I learnt a fair bit about fluorspar about eight years ago when I took a (costly) flyer on junior mining counter Sallies, which was then building up substantial production capacity.
SA has a fair swathe of reserves in fluorspar, which is used by the steel and aluminium industries as well as for refrigeration. But the market has been fickle. Readers who recall Sallies will remember the company suffering persistent setbacks, and that a certain retail tycoon with a penchant for commodity plays threw good money after bad in a series of desperate capital raisings.
The business was eventually bought out for a song by a Us-based investment firm with grand fluorspar designs.

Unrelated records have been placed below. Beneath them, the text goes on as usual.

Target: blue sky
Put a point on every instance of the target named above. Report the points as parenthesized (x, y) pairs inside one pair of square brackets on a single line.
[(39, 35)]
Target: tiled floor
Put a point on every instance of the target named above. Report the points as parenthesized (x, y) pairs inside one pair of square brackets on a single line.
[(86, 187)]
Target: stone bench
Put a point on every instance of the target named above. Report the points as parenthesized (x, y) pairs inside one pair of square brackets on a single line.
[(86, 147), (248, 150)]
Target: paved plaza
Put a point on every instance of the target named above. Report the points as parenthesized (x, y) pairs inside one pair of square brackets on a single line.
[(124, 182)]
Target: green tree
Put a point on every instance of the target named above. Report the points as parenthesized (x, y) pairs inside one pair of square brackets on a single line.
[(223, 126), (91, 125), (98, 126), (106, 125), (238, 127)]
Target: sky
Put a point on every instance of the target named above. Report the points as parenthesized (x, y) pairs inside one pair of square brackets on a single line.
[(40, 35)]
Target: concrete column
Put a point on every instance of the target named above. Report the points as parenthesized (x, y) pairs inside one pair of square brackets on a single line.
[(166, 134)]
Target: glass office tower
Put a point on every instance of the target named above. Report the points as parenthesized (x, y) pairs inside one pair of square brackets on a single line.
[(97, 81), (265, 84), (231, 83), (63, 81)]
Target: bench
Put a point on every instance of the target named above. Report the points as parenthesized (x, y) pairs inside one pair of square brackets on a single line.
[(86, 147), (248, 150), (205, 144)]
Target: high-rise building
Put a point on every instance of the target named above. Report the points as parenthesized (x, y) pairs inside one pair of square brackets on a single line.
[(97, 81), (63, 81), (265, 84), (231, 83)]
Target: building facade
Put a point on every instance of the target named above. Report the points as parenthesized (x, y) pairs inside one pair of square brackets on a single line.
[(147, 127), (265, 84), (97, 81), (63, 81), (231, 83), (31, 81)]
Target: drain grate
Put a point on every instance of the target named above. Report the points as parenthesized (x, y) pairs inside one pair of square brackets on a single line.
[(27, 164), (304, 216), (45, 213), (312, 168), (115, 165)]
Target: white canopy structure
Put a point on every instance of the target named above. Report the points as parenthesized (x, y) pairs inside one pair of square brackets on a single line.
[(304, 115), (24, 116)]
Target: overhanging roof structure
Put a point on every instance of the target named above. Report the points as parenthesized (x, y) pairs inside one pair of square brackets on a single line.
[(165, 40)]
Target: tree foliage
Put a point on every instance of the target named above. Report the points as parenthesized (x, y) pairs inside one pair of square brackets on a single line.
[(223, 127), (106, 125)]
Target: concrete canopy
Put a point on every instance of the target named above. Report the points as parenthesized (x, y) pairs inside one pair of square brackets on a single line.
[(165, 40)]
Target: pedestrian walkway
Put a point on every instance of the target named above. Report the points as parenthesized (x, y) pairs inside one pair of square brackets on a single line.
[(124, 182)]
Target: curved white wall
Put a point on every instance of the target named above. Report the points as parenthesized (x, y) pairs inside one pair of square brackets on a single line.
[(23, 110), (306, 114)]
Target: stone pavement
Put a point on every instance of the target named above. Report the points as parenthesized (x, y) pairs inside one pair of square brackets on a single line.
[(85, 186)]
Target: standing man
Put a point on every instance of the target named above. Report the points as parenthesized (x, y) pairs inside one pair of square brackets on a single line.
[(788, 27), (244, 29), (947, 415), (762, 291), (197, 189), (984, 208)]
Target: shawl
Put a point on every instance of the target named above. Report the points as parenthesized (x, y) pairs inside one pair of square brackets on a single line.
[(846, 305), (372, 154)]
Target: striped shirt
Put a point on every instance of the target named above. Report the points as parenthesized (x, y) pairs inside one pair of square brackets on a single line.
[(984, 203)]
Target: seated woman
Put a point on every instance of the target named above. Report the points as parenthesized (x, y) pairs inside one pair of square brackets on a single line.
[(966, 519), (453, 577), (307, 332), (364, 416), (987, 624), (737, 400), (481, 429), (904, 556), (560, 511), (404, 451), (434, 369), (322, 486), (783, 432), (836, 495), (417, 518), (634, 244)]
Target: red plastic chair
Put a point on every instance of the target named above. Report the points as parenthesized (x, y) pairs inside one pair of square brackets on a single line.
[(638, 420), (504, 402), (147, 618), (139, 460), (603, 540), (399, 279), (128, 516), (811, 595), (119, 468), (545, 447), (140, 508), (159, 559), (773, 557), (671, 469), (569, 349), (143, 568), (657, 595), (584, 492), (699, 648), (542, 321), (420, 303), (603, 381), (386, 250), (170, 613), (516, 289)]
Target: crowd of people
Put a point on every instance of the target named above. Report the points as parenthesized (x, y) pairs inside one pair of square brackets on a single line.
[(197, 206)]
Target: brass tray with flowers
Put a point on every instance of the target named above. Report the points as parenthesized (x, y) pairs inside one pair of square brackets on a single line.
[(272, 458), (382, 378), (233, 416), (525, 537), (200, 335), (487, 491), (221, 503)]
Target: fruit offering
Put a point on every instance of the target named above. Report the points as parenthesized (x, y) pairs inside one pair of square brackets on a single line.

In any event, production should roll out at Sepfluor’s mine in early 2019, with an annual target of 180,000 t of acidgrade fluorspar and 30,000 t of metallurgical grade. If Sepfluor has intentions of coming to the JSE with a capital raising, it will probably need to deliver unerringly on its initial project targets to exorcise the ghost of Sallies.
Mind you, Sephaku’s efforts to rampup its cement business went off without too many hitches . . .
Pecking away
Uitenhage-based poultry group Sovereign Food Investments may well be perched uncomfortably, with rival Country Bird Holdings (CBH) controlling the biggest shareholding in the company.
But Sovereign CEO Chris Coombes must still feel the fate of the business may not be determined by CBH.
The latest Sovereign shareholder register shows that during June, Coombes increased his personal shareholding from 768,000 shares to 1.127m shares — or 1.66% of the issued shares.
One gets the sense that there might be a concerted effort to ensure CBH can’t tighten its claws on Sovereign. Certainly the firmer share price could dull CBH’S appetite to peck at more shares. Coombes’ willingness to buy at current levels must bode well for the company’s prospects, especially the ongoing valueadd initiatives.
Incidentally, the share register shows his wife, Ilse Coombes, holds another 270,000 shares — though she seems to be the savvier investor, having bought Sovereign shares at markedly lower levels some years ago.
Why didn’t Sygnia and Advanced not take the opportunity to raise fresh capital when sentiment was more buoyant?